26-letnia instagramerka walczy „na rzecz osób otyłych”. Jak odbiera ją internet?
Danielle Galvin jest 26-letnią aktywistką na rzecz osób otyłych (jak sama siebie określa). Protestuje ona przeciwko dyskryminacji osób otyłych. Aktywna jest szczególnie na Instagramie, gdzie często spotyka się z ogromną falą hejtu.
Danielle od dziecka była większa, niż swoi rówieśnicy. Jak opowiadała w wywiadzie dla „Femail”, jej dzisiejsza działalność na Instagramie, gdzie ma ponad 100 tysięcy obserwujących, ale spotyka się z hejtem i groźbami.

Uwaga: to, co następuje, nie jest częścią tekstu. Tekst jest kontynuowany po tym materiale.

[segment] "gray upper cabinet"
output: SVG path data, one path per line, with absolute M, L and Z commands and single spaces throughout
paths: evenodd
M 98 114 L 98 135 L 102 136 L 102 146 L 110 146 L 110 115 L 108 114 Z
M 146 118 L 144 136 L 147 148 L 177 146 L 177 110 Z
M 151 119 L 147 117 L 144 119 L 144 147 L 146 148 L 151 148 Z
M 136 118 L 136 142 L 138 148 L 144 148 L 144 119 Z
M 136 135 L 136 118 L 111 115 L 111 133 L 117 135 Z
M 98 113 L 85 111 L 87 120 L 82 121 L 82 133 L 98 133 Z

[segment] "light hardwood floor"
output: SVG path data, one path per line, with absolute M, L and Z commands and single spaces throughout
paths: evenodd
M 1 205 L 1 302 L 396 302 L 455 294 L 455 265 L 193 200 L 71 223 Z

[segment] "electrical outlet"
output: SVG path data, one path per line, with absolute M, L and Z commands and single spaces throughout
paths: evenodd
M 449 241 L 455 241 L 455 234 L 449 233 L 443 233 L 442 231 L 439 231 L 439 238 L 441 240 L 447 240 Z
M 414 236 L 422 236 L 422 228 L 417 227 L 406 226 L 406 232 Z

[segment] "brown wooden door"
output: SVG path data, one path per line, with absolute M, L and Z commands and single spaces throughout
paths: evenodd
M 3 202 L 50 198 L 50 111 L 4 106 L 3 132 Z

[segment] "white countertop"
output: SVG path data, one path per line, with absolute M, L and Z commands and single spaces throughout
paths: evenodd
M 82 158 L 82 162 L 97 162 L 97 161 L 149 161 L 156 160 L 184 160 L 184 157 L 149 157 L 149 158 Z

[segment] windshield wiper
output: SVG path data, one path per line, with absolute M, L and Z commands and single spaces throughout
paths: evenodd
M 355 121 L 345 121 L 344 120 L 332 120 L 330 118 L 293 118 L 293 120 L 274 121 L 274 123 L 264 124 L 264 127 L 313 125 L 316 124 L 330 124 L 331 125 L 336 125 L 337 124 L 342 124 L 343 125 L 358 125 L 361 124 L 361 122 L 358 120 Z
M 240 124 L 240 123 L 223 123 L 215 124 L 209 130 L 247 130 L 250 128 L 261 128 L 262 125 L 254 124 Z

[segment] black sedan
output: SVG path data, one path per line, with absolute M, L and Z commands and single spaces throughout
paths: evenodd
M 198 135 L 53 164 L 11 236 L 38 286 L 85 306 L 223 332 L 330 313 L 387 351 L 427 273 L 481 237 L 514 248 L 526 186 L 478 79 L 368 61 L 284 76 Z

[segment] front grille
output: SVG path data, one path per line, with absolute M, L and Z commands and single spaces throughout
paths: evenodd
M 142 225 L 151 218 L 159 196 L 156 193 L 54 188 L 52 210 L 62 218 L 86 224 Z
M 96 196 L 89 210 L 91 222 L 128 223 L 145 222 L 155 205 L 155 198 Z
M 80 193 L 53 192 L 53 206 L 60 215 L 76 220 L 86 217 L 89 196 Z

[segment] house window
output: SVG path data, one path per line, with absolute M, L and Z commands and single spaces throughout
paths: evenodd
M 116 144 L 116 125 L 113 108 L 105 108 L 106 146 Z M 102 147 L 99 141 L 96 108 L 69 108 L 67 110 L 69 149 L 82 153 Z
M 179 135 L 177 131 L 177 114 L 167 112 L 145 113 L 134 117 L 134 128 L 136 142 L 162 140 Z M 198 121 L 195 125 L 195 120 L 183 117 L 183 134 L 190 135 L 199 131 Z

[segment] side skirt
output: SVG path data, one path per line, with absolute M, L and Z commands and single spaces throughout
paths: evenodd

"Od najmłodszych lat zawsze byłam otyłym dzieckiem. Byłam też wyższa niż inne dzieci. Ale tańczyłam, byłam bardzo aktywna, grałam w tenisa i jeździłam po okolicy na rowerze – mówi. – Już kiedy miałam 11 lat rodzice wyszli z propozycją zatrudnienia dla mnie osobistego trenera, ponieważ moja waga mnie przygnębiała. To zmieniło się w stałą obsesję dotyczącą utraty wagi i ścisłych ograniczeń dietetycznych. W końcu wykształciły się zaburzenia odżywiania, a depresja i lęk stały się stałymi częściami mojego życia" – zwierza się Danielle.
W wieku 18 lat Danielle postanowiła sięgnąć po pomoc terapeuty. Mniej więcej w tym samym okresie założyła również konto na Instagramie, którego celem było znalezienie wsparcia w innych otyłych osobach.
"Postanowiłam bronić tych, którzy cierpią na zaburzenia odżywiania i mają większe ciała. Od stycznia 2013 roku liczba obserwujących na moim Instagramie wciąż rośnie" - dodaje.
"Wiele osób ma wyobrażenia o stylu życia i wyborach grubych osób. Ja staram się przekazywać te prawdziwe powody, dla których dana osoba może być otyła i bronić ich" – tłumaczy Danielle.
A Wy co sądzicie o inicjatywie Danielle? Jest ona słuszna? A może dziewczyna przyczynia się do promowania niezdrowego wyglądu, który może mieć opłakane konsekwencje? Bez względu na to, czy oskarżenia w stosunku Danielle są słuszne, czy nie, hejt pod jej zdjęciami nie powinien mieć miejsca.
Warto zaznaczyć, że mówiąc o hejcie myślimy o groźbach, czy życzeniu komuś śmierci tylko z powodu tego, jak wygląda. Konstruktywna krytyka oraz wyrażanie swojej opinii zawsze jednak jest w cenie, a i takie komentarze pojawiają się na jej profilu.